Les simples combattants sont ceux qui ne sont chargés d'aucune autre chose que d'employer leur personne et leur force dans les fonctions de la guerre.

Les officiers sont ceux qui outre l'obligation de simples combattants, doivent encore être employés à la conduite des troupes, et à y maintenir l'ordre et la règle.

Les troupes sont formées de gens destinés à combattre à pied, et d'autres à combattre à cheval. On ne mêle pas confusément ces deux espèces de combattants. On fait combattre ensemble les gens de pied, de même que ceux de cheval ; on les partage en différents corps, appelés bataillons pour les premiers, et escadrons pour les seconds. Il y a des troupes qui combattent à pied et à cheval, suivant l'occasion ; voyez INFANTERIE, CAVALERIE, DRAGONS, ESCADRON, BATAILLON et EVOLUTION.

Outre les troupes de cavalerie et d'infanterie dont on vient de parler, il y a des troupes légères composées de l'une et l'autre espèce, dont l'objet est d'aller à la découverte, de roder continuellement autour de l'ennemi pour épier ses démarches, le harceler, etc. Ces troupes différent des autres en ce qu'elles ne sont pas, comme celles-ci, destinées à combattre en ligne.

Les troupes d'un état sont nationales ou étrangères. Il y a plusieurs inconvénients à en avoir un trop grand nombre d'étrangères ou d'auxiliaires dans les armées ; car outre qu'elles coutent plus que les nationales, elles sont plus difficiles à conduire, et bien plus difficiles à ramener lorsque l'esprit de sédition et de mutinerie s'y introduit. " Les premiers Romains, dit un auteur célèbre, ne mettaient point dans leurs armées un plus grand nombre de troupes auxiliaires que de romaines ; et quoique leurs alliés fussent proprement des sujets, ils ne voulaient point avoir pour sujets des peuples plus belliqueux qu'eux-mêmes. Mais dans les derniers temps non seulement ils n'observèrent pas cette proportion des troupes auxiliaires, mais même ils remplirent de soldats barbares les corps des troupes nationales, ce qui contribua beaucoup à leur décadence. " Voyez sur cette matière le commentaire sur Polybe de M. le chevalier Folard, tom. II. pag. 379. les réflexions militaires de M. le marquis de Santa-Cruz, tom. I. ch. XIe et suiv. etc.

Les troupes que chaque état entretient doivent être proportionnées à sa richesse et au nombre d'habitants qu'il contient, autrement il est difficîle de les entretenir longtemps.

Suivant M. le président de Montesquieu, " une expérience continuelle a pu faire connaître en Europe, qu'un prince qui a un million de sujets, ne peut, sans se détruire lui-même, entretenir plus de dix mille hommes.
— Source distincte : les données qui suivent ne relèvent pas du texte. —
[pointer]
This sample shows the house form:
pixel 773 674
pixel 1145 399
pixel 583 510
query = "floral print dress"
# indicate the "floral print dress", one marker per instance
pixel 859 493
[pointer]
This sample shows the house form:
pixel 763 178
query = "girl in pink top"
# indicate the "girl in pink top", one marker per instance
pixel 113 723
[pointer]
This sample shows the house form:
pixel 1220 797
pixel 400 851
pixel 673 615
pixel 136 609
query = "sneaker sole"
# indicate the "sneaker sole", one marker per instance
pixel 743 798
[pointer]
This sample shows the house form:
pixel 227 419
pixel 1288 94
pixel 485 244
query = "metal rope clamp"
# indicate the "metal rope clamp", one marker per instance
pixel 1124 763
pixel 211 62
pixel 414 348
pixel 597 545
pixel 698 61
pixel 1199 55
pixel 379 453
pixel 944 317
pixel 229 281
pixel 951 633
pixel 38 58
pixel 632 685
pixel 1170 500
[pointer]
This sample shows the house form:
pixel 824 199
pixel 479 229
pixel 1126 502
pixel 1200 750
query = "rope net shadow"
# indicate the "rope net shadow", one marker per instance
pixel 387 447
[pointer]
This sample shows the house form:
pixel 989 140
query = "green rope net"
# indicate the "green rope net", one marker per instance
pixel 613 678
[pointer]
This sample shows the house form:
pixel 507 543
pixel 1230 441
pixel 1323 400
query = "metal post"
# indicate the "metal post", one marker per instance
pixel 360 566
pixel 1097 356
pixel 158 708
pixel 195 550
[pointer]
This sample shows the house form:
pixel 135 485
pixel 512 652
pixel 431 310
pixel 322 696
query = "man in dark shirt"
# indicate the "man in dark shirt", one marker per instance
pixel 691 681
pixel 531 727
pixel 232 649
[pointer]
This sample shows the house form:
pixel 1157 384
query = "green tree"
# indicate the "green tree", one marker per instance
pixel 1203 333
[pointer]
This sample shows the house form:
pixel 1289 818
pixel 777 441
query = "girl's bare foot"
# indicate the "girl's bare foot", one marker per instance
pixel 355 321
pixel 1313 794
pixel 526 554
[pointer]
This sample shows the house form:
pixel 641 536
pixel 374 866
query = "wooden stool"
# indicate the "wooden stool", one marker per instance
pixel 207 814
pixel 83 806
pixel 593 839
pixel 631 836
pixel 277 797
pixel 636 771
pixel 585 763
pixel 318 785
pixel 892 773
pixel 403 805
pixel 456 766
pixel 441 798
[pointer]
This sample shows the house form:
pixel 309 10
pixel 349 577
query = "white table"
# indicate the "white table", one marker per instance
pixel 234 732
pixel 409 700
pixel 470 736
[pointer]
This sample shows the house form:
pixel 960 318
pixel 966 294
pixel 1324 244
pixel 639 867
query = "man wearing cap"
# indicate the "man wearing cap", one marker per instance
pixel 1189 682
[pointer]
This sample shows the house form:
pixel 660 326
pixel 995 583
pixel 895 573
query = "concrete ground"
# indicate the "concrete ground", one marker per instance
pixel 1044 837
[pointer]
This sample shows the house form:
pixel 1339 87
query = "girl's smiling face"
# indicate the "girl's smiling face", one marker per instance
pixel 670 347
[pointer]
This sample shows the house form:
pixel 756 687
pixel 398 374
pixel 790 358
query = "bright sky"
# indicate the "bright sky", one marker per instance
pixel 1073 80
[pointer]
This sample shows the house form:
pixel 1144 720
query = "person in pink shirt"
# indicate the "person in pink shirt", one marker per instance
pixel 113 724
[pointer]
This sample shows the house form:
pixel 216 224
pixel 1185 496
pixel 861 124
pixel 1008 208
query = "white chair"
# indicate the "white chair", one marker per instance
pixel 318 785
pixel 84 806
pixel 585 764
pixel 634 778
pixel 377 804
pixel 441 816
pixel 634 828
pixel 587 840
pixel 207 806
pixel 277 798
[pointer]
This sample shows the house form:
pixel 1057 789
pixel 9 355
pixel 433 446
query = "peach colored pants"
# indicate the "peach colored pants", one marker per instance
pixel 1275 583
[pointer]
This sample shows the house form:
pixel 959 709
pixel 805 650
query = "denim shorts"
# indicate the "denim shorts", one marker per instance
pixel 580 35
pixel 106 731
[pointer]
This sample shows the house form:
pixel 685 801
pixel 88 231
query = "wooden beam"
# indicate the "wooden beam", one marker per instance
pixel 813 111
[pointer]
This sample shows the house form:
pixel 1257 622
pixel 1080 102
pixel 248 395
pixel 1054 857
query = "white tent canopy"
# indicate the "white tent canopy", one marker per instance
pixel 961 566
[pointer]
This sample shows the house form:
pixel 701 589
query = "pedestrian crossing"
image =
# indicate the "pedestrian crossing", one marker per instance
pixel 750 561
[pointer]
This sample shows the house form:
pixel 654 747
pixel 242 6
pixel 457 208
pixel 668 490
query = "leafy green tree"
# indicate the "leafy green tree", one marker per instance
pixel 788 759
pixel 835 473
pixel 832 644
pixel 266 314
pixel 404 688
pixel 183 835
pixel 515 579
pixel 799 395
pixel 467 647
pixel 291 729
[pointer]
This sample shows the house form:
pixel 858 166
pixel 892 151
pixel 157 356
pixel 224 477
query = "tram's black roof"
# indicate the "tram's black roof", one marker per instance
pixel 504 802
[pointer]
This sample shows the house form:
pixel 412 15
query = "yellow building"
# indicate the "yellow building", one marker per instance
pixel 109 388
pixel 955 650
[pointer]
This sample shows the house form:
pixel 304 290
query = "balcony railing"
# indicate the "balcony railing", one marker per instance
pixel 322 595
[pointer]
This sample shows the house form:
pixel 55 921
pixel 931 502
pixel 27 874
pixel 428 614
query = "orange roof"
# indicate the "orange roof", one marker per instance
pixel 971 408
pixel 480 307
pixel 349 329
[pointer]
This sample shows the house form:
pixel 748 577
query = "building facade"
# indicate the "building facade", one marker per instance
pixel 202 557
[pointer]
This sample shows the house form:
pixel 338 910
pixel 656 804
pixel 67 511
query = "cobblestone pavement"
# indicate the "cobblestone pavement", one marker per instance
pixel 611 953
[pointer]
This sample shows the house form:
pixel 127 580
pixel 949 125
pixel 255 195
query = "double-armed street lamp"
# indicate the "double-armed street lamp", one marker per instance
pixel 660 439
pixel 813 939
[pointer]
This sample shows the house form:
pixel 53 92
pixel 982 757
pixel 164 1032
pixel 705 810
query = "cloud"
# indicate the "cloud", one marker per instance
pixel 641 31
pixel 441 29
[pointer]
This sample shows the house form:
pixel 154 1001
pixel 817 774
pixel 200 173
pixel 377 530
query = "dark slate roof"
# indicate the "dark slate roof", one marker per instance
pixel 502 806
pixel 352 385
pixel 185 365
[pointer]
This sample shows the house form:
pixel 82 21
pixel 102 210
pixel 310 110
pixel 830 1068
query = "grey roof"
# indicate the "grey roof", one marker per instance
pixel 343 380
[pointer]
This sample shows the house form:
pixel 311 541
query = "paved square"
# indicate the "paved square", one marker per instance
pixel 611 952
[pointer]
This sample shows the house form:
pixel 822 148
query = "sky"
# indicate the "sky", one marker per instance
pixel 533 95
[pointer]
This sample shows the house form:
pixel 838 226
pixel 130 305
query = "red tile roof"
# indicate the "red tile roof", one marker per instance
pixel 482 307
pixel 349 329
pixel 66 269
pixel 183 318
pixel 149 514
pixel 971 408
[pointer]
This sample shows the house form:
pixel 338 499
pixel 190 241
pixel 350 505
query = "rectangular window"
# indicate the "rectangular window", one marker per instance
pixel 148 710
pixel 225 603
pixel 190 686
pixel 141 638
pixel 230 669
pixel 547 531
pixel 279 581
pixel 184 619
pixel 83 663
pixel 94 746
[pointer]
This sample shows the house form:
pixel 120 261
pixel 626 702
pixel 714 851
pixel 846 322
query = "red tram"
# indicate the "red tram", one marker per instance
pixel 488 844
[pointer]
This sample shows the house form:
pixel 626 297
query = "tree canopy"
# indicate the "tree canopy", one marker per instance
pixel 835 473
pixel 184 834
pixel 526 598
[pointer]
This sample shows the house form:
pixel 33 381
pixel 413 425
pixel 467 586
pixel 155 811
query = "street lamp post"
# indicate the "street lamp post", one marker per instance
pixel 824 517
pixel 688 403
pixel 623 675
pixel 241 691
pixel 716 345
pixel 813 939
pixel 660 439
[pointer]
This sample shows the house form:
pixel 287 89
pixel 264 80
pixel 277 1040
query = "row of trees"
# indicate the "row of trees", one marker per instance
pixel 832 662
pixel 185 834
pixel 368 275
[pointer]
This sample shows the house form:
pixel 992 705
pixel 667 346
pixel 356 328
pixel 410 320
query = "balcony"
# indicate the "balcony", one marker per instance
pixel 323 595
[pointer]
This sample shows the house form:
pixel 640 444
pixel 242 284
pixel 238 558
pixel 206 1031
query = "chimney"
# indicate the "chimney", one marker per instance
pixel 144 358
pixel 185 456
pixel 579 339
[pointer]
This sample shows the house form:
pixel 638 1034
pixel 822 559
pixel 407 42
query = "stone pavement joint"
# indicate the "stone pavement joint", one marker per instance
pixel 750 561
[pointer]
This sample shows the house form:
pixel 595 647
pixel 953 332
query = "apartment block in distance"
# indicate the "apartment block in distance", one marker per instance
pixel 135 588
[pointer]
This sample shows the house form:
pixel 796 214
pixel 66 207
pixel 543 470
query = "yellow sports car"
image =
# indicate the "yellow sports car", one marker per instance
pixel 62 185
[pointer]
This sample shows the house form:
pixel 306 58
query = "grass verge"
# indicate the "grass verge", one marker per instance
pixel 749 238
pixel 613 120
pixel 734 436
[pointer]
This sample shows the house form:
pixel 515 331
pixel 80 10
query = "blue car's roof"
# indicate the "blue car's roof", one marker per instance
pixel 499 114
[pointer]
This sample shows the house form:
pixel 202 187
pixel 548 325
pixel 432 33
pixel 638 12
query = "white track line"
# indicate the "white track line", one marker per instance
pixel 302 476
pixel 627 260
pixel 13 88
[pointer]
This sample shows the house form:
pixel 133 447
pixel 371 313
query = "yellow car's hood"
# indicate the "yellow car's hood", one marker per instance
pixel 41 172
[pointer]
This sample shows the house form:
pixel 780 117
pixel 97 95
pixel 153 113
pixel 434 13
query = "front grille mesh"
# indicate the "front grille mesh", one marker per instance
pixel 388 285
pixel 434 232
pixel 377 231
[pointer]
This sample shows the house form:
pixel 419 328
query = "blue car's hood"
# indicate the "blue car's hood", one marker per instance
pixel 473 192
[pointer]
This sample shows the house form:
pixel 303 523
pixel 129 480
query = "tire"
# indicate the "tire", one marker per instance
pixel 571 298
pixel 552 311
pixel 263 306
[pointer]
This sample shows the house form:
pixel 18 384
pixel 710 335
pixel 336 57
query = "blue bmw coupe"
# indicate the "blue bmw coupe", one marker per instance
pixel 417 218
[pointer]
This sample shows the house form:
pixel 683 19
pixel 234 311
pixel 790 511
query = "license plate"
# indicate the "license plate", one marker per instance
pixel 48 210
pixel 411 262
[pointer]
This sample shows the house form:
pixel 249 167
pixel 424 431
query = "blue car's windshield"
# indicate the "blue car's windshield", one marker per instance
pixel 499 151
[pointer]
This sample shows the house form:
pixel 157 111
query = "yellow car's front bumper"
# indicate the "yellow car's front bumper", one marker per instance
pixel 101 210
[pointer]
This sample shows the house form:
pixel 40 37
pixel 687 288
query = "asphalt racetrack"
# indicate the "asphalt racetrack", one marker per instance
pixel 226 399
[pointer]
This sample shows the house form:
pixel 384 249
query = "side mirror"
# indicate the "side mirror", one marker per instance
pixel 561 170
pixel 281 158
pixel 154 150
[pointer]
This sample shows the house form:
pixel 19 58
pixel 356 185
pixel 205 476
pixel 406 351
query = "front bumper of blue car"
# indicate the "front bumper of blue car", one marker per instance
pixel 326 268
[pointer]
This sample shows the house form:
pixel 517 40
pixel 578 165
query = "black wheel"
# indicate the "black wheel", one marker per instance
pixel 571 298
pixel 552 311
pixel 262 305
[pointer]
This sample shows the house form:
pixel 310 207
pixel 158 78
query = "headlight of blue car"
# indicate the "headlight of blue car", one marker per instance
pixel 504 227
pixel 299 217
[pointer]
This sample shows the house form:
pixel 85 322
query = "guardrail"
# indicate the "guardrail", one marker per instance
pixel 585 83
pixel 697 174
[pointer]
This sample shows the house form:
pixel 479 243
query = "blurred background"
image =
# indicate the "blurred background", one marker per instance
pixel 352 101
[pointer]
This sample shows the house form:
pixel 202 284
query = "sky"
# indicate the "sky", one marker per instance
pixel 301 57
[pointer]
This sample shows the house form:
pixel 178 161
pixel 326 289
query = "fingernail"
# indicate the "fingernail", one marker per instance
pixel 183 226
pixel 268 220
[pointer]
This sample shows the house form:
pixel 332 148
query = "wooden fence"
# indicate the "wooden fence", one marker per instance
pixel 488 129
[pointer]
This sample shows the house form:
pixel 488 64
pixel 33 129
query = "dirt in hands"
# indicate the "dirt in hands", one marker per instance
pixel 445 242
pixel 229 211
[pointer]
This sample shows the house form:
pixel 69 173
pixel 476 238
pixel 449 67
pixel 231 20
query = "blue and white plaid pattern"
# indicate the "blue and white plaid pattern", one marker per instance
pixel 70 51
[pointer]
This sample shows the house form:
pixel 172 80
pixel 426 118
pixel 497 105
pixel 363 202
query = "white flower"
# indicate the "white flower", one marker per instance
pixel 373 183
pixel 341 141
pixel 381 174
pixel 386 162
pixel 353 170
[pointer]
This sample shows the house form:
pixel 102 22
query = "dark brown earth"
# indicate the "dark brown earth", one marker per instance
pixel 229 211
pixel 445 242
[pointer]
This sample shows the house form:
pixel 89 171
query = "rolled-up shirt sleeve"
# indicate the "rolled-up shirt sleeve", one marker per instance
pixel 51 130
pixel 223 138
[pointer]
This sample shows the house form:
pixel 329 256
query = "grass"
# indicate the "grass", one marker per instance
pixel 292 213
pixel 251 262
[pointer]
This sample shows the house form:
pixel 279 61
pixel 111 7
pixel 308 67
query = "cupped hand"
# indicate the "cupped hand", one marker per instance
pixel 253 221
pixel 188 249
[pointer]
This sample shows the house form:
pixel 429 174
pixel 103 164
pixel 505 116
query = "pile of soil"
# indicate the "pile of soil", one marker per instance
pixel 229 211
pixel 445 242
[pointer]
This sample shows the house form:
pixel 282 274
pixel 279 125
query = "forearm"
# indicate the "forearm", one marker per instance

On doit, dit M. de Beausobre sur ce même sujet, établir une proportion entre la quantité de troupes à entretenir, et celle des citoyens que l'on a. Quoiqu'un prince puisse en ménager une partie par un supplément de troupes étrangères, ce supplément casuel ne doit pas le dispenser d'observer cette proportion dans son état : il doit regarder comme un gain de soulager les nationaux d'une partie des occasions qui peuvent en diminuer le nombre, sans cependant laisser perdre le goût des armes, et le point d'honneur de la nation. Les Carthaginois périrent pour avoir outré ce ménagement, et rendu leurs citoyens paresseux. Jusqu'à Auguste les Romains observèrent très-exactement la proportion entre les légions des citoyens et celles des alliés. Les empereurs ayant négligé cette proportion, elle fut perdue de vue et s'évanouit avec l'empire.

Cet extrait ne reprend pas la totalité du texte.